Mrs Dalloway takes place post WW1 and over the course of a single day. If you know anything about my reading interests, you know I am a sucker for condensed writing and stream-of-conscience. I am also a sucker for parties, and By Golly! There is a party to be had at the end of the book! The reader is swept away by the narrator Clarissa, who is excellent at seeing the truths behind human nature in an uplifting/condescending way. Basically, Virginia Woolf is a human nature observation guru.
I think my favorite aspect of this book is the complete opposite life Clarissa and Septimus live. It's painful as a reader to travel back-and-forth from "happy-go-lucky" to depressed and dying. Woolf takes the reader on a heck of an emotional ride.
If you start reading Mrs Dalloway and hate it, don't be distressed or put-off by the meaningless details Clarissa explains (it all) in the beginning. Trust me, just stick with it for a little longer and you will be happy you did. It's a satire piece, and the sooner you realize this, the happier you will be. Enjoy the little one-liners that mock society, those are my absolute favorite. The structure of writing will blow your mind, jumping from one stream-of-conscience to the next and interweaving until the end.
I recommend Mrs.
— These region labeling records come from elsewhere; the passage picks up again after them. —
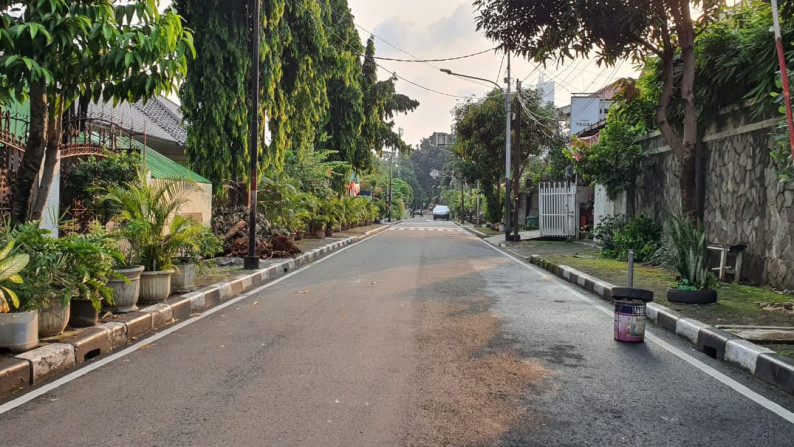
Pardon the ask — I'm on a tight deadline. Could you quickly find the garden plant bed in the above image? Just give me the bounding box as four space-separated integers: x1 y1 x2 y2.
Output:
510 241 794 355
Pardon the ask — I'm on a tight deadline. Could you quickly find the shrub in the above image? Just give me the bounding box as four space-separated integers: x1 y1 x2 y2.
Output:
591 214 626 257
612 214 662 262
667 216 716 290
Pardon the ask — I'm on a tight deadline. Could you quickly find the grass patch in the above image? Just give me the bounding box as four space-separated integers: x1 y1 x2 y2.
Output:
546 254 794 326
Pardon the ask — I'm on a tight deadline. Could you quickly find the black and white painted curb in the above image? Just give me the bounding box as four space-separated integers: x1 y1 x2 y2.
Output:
0 225 391 398
528 255 794 394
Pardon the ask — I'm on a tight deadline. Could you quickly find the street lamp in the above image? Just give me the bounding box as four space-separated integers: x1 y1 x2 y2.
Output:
243 0 261 270
440 58 511 245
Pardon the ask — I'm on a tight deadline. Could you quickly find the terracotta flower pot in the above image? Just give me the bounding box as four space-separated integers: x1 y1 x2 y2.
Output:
39 296 72 337
0 311 39 352
171 263 198 293
138 270 172 304
103 265 143 313
69 300 99 327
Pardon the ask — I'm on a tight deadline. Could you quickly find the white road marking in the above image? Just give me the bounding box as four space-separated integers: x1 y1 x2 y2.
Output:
479 239 794 424
0 231 384 415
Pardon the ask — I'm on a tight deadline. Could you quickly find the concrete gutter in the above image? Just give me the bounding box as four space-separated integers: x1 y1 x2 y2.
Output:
0 226 392 398
527 255 794 394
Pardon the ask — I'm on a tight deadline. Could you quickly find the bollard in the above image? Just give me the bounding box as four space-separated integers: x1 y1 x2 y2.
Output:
612 287 653 343
629 249 634 288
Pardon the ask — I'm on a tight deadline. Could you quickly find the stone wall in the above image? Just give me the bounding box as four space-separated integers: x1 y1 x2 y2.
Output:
637 112 794 289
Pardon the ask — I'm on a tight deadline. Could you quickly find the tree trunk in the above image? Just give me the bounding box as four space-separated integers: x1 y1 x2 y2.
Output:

Dalloway to (of course) my friends exploring Times Best Book list, anyone into classical/canonical novels, and people that love society satire pieces.
Some memorable quotes:
"He thought her beautiful, believed her impeccably wise; dreamed of her, wrote poems to her, which, ignoring the subject, she corrected in red ink."
"It may be possible that the world itself is without meaning."
"Rigid, the skeleton of habit alone upholds the human frame."